2015 – A dry, hot summer led to another great harvest capped off by a hard frost in October. We expanded to other markets, selling wine in DC, MD, NY, and VA. Kyle Ocean joins our sales team and develops a disc golf course in the vineyard and helps us host an incredible ‘haunted warehouse’ for Halloween.
2016 – Sara’s first harvest! We harvested Syrah for rose around Sept 14th. Unfortunately, this year, Alexis experienced a car accident 2 days before harvest and our focus became helping him heal. Much of the winemaking and fun of the harvest, fell by the wayside. In the end, Alexis is all healed up and we had lots of wine to sell in our cellars!
2017 – Family member, Tyler Damato shared his humor and NYC hipster knowledge of natural wines with us. And who could forget that Solar Eclipse? By far the biggest event from 2017 was the Eagle Creek Fire. The fire started over the Labor Day Weekend and high winds carried embers from the inferno nearly ½ mile across the Columbia River. We were very fortunate to not be affected by the fire, but many of our neighbors were – losing crops, homes, and belongings.
2018 – Teddi joined our team as our Assistant winemaker! Bringing a wealth of knowledge from multiple harvests in different hemispheres, she has elevated our winemaking style. 2018 was a strange weather year, with lots of cold temperatures in June and hard rains starting in October – making for an extreme rush to get all the fruit picked before it was washed out.
2019 – Heavy snowfall and late bud break. Summer temperatures were cooler than in previous years, with a notable lack of heat spikes. Rains began early in September and forced us to pick early. Tomas Sinor from Sinor-LaVallee Winery joined us with his youthful demeanor and strong back – two qualities we prize very highly around here!
2020 – Ahh… 2020. The year we all remember! In case you weren’t in the PNW for the summer and fall conflagrations: heart-breaking fires raged all around us causing devastation and some of the worst air quality in the world from 9/11-9/14 with particulates getting up to 687. Smoke damage caused crop loss in all our grapes except the pinot we use to make Pet-Nat. At least we had something to drink during the lockdown and quarantine.
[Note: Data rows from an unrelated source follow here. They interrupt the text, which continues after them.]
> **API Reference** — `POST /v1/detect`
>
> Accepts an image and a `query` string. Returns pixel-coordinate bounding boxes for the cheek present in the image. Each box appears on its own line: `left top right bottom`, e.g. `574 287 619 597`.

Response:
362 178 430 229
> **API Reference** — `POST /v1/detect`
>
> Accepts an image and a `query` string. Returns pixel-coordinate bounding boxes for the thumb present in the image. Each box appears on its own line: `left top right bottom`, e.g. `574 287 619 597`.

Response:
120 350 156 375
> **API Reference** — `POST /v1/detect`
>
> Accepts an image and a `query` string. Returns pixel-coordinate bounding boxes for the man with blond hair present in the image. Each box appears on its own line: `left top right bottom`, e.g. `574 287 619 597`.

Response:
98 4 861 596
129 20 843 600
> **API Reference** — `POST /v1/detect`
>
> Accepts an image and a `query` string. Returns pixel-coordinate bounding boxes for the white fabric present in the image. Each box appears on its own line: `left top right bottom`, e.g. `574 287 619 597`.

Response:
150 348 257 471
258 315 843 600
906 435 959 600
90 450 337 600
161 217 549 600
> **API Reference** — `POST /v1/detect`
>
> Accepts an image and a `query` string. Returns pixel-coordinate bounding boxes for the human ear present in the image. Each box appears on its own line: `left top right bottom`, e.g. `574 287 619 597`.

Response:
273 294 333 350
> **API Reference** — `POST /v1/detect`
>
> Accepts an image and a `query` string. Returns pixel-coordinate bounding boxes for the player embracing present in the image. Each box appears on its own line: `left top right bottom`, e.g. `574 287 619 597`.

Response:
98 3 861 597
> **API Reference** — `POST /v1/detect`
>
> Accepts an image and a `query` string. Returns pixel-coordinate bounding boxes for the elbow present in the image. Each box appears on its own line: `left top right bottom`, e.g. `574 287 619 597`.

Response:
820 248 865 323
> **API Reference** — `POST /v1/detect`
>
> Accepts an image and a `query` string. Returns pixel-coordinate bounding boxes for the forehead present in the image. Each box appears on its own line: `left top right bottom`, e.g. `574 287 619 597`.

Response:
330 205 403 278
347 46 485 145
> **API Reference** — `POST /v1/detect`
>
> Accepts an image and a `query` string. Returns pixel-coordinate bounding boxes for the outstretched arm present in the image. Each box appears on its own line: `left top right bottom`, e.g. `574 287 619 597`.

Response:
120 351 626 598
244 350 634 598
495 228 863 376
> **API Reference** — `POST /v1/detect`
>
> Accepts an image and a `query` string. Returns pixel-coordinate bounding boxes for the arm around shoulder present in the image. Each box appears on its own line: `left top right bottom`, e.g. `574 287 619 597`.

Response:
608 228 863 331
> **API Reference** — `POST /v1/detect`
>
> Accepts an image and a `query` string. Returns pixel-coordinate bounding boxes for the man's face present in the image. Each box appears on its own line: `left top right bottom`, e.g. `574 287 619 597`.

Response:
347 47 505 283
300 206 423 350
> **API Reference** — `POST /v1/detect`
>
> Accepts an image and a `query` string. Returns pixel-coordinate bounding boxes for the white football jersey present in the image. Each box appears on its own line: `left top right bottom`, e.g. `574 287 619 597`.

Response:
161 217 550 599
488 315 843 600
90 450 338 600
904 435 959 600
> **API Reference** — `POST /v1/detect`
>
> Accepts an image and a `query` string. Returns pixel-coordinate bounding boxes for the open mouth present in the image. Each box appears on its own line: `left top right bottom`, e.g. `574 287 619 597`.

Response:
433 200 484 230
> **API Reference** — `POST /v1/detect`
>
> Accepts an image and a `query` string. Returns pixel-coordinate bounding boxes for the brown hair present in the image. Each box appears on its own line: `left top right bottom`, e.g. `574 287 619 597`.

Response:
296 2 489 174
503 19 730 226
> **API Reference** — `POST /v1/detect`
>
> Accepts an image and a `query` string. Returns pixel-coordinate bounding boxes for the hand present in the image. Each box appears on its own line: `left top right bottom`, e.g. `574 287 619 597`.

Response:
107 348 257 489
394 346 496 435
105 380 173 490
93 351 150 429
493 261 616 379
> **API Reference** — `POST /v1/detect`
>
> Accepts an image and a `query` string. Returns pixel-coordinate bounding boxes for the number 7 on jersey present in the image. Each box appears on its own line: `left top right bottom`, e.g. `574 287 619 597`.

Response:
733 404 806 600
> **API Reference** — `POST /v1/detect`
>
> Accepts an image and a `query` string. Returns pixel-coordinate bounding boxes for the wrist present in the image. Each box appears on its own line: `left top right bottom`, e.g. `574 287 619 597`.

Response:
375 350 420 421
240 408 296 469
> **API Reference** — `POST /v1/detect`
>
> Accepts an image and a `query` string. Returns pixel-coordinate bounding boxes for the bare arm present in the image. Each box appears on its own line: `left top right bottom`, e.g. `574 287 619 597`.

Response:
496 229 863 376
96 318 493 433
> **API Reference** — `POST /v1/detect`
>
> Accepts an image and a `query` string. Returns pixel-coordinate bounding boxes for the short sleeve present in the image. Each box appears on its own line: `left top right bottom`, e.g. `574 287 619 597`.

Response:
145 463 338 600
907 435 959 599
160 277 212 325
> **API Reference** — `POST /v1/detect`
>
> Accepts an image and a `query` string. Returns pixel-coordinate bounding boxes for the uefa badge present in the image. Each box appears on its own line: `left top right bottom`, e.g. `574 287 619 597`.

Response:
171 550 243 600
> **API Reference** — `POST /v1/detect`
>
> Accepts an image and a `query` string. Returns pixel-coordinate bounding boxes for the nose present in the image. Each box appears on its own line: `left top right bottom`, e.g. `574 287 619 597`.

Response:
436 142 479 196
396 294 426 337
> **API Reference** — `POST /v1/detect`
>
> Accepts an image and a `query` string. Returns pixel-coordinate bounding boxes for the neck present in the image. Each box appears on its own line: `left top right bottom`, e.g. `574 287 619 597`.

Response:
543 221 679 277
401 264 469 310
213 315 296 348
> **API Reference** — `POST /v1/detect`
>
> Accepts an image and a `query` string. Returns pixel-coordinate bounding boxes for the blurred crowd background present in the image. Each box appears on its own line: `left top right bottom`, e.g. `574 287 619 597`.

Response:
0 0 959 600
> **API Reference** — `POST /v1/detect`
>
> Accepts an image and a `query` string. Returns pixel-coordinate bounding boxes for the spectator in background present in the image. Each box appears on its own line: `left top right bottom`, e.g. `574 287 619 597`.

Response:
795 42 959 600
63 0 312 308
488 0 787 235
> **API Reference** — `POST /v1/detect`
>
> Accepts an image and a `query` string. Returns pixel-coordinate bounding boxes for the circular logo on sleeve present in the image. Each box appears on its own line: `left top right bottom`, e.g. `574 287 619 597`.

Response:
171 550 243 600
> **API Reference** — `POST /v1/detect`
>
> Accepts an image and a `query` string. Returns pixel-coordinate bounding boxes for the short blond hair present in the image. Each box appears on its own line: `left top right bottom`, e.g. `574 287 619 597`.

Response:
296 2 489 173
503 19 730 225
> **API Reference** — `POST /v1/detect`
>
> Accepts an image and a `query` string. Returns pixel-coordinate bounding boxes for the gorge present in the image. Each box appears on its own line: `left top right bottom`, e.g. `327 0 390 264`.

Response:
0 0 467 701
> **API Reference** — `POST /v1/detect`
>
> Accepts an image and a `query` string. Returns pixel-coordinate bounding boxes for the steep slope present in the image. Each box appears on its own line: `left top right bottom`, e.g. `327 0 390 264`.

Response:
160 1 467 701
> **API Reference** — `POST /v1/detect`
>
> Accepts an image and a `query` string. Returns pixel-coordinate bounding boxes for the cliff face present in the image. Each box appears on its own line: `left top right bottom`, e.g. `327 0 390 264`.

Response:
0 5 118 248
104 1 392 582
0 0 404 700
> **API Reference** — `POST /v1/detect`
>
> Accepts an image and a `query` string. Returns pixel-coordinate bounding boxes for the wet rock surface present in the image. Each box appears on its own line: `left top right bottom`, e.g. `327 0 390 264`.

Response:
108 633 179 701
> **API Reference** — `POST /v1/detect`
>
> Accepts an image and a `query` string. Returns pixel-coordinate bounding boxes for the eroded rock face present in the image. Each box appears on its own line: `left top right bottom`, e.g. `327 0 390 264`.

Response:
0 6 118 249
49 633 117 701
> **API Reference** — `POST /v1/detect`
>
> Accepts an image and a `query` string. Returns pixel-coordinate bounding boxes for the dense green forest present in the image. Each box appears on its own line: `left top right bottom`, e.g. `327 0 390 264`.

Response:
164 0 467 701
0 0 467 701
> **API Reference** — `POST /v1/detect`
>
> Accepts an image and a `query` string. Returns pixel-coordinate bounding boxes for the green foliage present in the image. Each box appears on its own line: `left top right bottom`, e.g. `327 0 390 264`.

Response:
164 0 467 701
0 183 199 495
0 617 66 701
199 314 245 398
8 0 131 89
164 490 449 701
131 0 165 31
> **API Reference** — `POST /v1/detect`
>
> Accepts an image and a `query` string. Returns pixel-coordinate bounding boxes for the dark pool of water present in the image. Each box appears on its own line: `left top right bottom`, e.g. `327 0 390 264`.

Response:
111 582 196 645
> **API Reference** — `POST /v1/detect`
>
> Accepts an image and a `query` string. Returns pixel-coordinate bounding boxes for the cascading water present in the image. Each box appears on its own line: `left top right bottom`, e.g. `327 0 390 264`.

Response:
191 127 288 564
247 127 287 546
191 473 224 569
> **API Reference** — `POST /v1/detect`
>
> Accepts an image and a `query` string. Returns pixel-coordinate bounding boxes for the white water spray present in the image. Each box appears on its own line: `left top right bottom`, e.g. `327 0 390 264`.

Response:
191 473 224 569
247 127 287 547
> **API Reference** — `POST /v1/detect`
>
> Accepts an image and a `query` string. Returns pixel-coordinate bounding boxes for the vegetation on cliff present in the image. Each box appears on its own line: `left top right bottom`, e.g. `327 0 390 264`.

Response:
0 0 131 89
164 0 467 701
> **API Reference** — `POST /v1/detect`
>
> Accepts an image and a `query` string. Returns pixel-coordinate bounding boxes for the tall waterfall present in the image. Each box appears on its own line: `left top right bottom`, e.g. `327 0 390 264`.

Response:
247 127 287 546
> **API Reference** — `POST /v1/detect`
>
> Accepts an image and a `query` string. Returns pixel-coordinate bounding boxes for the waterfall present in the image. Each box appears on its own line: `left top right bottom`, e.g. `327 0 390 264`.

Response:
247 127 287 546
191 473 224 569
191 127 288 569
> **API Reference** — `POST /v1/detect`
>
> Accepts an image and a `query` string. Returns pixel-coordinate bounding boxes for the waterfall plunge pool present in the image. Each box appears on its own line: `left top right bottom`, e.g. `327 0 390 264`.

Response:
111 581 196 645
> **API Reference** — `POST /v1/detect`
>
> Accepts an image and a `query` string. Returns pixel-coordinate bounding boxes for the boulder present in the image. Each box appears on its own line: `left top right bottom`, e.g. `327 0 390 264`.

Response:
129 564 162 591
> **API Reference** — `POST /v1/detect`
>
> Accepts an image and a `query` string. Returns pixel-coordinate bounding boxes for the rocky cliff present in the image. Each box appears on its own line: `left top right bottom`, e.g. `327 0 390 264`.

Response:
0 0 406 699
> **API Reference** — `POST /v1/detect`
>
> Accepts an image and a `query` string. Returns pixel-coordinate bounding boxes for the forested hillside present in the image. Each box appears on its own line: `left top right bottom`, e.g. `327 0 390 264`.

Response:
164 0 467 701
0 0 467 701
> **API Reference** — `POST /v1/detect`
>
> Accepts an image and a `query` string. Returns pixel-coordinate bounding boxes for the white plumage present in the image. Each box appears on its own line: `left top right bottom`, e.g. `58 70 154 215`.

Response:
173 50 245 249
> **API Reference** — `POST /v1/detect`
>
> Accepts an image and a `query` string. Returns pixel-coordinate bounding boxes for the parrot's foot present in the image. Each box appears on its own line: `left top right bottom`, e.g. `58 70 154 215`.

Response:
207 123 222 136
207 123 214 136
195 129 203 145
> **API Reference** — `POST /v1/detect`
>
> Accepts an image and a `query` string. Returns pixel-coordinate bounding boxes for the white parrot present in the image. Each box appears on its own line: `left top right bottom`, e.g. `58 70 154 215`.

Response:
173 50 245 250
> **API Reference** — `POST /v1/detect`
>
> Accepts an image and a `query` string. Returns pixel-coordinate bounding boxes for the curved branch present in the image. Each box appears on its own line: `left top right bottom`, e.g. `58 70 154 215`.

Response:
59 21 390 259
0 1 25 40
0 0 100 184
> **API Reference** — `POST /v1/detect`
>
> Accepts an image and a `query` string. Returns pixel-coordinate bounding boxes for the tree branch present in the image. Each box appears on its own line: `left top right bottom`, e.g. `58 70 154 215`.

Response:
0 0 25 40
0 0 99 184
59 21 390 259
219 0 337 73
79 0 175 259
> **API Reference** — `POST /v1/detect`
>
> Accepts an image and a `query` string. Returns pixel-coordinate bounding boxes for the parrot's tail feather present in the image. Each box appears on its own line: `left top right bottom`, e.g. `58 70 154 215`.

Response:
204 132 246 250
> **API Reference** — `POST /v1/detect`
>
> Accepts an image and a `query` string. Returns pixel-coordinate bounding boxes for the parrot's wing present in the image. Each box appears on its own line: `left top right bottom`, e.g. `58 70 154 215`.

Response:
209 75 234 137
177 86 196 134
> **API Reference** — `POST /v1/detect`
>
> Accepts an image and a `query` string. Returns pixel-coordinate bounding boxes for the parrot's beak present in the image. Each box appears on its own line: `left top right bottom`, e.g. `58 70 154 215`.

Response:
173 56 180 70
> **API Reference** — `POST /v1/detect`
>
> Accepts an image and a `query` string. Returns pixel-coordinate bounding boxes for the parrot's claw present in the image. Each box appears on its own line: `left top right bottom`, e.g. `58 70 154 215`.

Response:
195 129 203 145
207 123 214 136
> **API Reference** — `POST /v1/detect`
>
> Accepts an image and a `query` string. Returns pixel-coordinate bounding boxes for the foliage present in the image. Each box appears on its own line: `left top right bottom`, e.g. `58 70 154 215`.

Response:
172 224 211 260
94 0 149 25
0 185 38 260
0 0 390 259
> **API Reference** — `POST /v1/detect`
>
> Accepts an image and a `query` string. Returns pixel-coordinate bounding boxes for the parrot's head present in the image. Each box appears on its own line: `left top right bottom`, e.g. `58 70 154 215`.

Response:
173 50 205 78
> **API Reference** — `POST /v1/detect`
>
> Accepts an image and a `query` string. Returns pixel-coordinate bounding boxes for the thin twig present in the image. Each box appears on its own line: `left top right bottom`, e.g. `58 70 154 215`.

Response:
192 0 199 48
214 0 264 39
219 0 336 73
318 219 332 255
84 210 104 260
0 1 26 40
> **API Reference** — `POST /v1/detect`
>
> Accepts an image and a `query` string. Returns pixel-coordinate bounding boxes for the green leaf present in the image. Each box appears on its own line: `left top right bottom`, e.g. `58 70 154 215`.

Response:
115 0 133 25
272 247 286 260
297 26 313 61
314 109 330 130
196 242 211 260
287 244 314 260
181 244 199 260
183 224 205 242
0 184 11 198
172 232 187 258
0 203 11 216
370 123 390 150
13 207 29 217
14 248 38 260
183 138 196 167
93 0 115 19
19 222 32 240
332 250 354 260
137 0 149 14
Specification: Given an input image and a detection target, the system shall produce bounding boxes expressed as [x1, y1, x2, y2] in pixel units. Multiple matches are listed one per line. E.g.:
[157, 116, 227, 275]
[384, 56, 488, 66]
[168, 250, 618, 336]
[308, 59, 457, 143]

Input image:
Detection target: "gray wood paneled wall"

2021 – Remember the record-breaking heat dome that started in May? Our peak temp in the vineyard was 122˚F. Despite that, acids held up well and the weather cooled down in September and October allowing for longer hang time than expected. Alexis and Teddi continue to make excellent wine and their skills brought in 2 platinum and 1 gold medals!
2022 – An extended wet and cool spring with April snowfall of about 9” means the vineyard is three weeks late in ripening. Considering the inconsistency in weather from year to year, it’s impossible to predict if that will translate into a good or bad harvest. As always, we keep our fingers crossed and our eyes on the grapes. The saying goes, “The best fertilizer is the farmer’s shadow on the soil.”